On the 10th anniversary of the Sandy Hook Elementary School shooting, a focus on compassion will help end the systemic violence in the US, writes Jennifer Hubbard, whose 6-year-old daughter, Catherine, died in the 2012 massacre.
CNN – I have found myself lately thinking about the simple instruction offered to my daughter when she was learning to ride horses. The instructor assured Catherine she would steer where she stared. Week after week she would gently urge Catherine to “look forward to where you want to go. Whisper [her horse] will take you there.”
As I face this horrendous anniversary, I am realizing the teacher’s assurances are the truth.
My daughter, Catherine, was one of the first graders lost in the Sandy Hook Elementary School shooting on December 14, 2012. She was 6 years old when she died. Altogether, 20 children and six adults died in the massacre in Newtown, Connecticut.
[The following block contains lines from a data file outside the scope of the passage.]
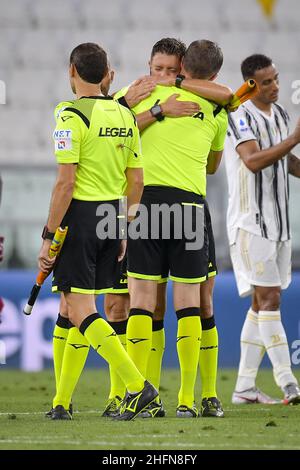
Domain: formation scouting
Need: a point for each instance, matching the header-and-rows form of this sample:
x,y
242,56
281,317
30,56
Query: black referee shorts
x,y
120,284
212,269
87,264
153,256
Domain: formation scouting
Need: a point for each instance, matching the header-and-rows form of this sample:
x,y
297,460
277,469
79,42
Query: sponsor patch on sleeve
x,y
242,125
63,139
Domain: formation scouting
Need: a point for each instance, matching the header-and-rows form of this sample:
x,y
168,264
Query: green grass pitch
x,y
24,397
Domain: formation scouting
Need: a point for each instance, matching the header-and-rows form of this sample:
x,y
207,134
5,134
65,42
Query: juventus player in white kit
x,y
258,160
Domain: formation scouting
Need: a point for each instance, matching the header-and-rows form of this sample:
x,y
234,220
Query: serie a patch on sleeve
x,y
242,125
62,139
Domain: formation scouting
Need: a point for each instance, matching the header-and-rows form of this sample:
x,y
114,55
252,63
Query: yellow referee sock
x,y
139,337
188,347
117,387
156,353
60,335
76,352
208,358
106,343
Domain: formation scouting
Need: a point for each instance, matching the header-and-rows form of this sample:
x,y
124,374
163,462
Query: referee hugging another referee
x,y
98,155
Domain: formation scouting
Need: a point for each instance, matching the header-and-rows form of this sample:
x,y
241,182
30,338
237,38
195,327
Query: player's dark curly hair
x,y
253,63
203,59
90,61
169,46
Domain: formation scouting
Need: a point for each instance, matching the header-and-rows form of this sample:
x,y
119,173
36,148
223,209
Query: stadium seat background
x,y
36,37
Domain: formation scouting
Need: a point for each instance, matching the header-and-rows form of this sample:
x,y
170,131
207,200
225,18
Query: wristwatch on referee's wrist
x,y
156,112
179,79
46,235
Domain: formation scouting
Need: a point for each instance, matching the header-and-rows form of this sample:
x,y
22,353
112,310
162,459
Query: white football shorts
x,y
260,262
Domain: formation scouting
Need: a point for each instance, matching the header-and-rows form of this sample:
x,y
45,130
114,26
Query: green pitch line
x,y
24,397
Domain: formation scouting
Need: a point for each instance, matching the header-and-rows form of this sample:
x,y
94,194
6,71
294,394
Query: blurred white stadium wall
x,y
36,37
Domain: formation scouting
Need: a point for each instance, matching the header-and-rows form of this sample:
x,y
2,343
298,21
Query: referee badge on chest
x,y
63,139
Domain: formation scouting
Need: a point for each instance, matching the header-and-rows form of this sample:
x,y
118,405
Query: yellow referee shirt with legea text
x,y
101,137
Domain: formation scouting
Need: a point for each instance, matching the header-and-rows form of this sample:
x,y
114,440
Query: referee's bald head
x,y
203,59
90,61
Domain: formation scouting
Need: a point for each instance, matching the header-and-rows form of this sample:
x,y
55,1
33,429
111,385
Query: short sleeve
x,y
67,137
219,140
134,159
240,128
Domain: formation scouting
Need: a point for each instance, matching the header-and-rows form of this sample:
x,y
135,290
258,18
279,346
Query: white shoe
x,y
291,394
253,395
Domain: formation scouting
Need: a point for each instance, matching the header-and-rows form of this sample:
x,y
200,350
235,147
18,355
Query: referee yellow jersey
x,y
101,137
175,150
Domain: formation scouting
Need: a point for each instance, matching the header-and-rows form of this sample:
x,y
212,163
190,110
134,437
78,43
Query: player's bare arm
x,y
220,94
139,90
213,161
294,165
60,201
256,159
172,107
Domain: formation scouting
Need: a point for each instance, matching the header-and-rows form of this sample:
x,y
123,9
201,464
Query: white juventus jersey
x,y
258,203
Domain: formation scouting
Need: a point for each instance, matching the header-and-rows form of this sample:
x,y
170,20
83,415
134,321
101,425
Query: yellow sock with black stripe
x,y
76,352
60,335
208,358
106,343
139,337
117,387
188,347
156,353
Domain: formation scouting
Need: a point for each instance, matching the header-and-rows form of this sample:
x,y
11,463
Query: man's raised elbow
x,y
228,94
66,187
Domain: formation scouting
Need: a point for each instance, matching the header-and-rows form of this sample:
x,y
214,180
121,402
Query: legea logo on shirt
x,y
63,139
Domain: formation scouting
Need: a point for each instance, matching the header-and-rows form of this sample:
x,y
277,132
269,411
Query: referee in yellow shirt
x,y
98,154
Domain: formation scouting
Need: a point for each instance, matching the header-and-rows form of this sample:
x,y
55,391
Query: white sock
x,y
252,352
275,341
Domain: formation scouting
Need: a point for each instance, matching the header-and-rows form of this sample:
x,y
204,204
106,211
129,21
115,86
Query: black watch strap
x,y
179,79
46,235
156,112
Much of the weeks that followed are now a blur, but I distinctly remember a few things about driving through our iconic town center. One was seeing Catherine’s name spelled out on a board behind flickering candles.
The outpouring of support in our small, quintessential New England town and the people from other states, filling sidewalks and assembling makeshift memorials for our loved ones, was overwhelming. Their empathy was palpable.
It was somehow as if they came to make right the senseless violence that not only took our loved ones but also snatched our country’s innocence.